14-year-old boy arrested in stabbing death of Barnard College student Tessa Majors
The boy has been indicted on two counts of murder in the second degree -- one for intentional murder, the other for felony murder committed during a robbery, Manhattan District Attorney Cy Vance told reporters. He's also charged with four robbery counts.
The teen, who investigators believe wielded a knife in the deadly assault, was arrested without incident at a Harlem housing project Friday night, police said. He was with his mother and other family members.
Majors, 18, was walking in Manhattan's Morningside Park near Barnard College on December 11 when she was attacked, NYPD said. She had moved from Virginia for her freshman year.

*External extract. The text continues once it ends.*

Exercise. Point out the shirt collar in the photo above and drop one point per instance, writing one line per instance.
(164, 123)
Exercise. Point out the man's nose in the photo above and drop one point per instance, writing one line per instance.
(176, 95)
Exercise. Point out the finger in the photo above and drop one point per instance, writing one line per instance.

The killing shocked a city that had seen declines in violent crime. It unsettled the sprawling urban campus that Barnard shares with Columbia University.
"Sadly, it cannot bring back this young woman, this student, this victim," NYPD Commissioner Dermot Shea said of the arrest.

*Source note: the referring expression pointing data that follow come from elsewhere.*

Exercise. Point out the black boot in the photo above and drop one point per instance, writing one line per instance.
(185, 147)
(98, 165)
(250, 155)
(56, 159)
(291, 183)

"That is something even the best most impartial investigation simply cannot do. What we can do is say that we are confident we have the person in custody who stabbed her."
Complaint paints 'gruesome picture' of victim's final moments, DA says
The defendant's lawyer did not immediately respond to a request for comment. CNN also sought comment from representatives of Majors' family.
Vance said the criminal complaint includes "substantial blood analysis," smart phone and video evidence and a recorded statement from the defendant.
"It paints a gruesome picture of what this young woman endured in her final moments," he said. "As alleged, some of the last words she was known to have said was, 'Help me! I'm being robbed.'"
Police found Majors lying face down and bleeding from multiple stab wounds outside Morningside Park on the evening of December 11, according to the criminal complaint. Moments earlier, she had told a witness that she was stabbed and robbed in the park.
She was pronounced dead at a nearby hospital at 7:23 p.m., the complaint said. The cause of death was multiple stab wounds to the torso, including one that pierced her heart.
Surveillance video showed that Majors and the defendant, along with two other young men, entered the park around the same time, the complaint said. The defendant was wearing the same navy jacket with white and red stripes that he wore during a knife point robbery days earlier.
One witness told police he heard a male voice say, "Gimme your phone. You got some weed, gimme that too" before hearing a female voice scream and say, "Help me! I'm being robbed," according to the complaint.
Surveillance video showed three people and Majors struggling on a park landing before she broke free and staggered up the stairs, the complaint said.
DNA recovered from one of Majors' fingernails matched that of the defendant, according to the complaint. In an audio recording, the teen stated he was in the park and tried to take the young woman's phone and "'she was hanging onto her phone' and that he hit her with a knife," according to the complaint.
Investigation into other possible suspects continues
The defendant has been remanded into custody and will be arraigned February 19, Vance said. He is being charged as an adult.
"Our office and the NYPD are in active investigation in terms of other suspects and that will continue," he said.
Shea said authorities had been in touch with the Majors family.
"Sadly, there is no comfort that we can give them and for that, we are sorry," he said.
Another teen, a 13-year-old boy from Manhattan, was arrested a day after the stabbing. He was charged with second-degree murder, first-degree robbery and criminal possession of a weapon.
In December, NYPD Det. Wilfredo Acevedo testified the 13-year-old boy told him he went to the park with two other people with the intention of robbing someone.
The teen said that at some point before the attack, one of the other two people dropped a knife, and he picked it up and handed it back to them, Acevedo said.
The trio initially followed a man but targeted Majors, who refused to give up her property, Acevedo testified.
Vance said the law required a 13-year-old charged with felony murder be prosecuted in family court. "The law gives jurisdiction to our office where a 14-year-old is charged with intentional murder and felony murder, which is why the case is in criminal court," he added.
Majors was from Charlottesville, Virginia, and previously lived in neighboring Waynesboro.
Barnard College is an all-women's school in Manhattan with more than 2,600 students. The school's campus stretches from West 116th Street to West 120th Street off Broadway in the Morningside Heights neighborhood of New York City.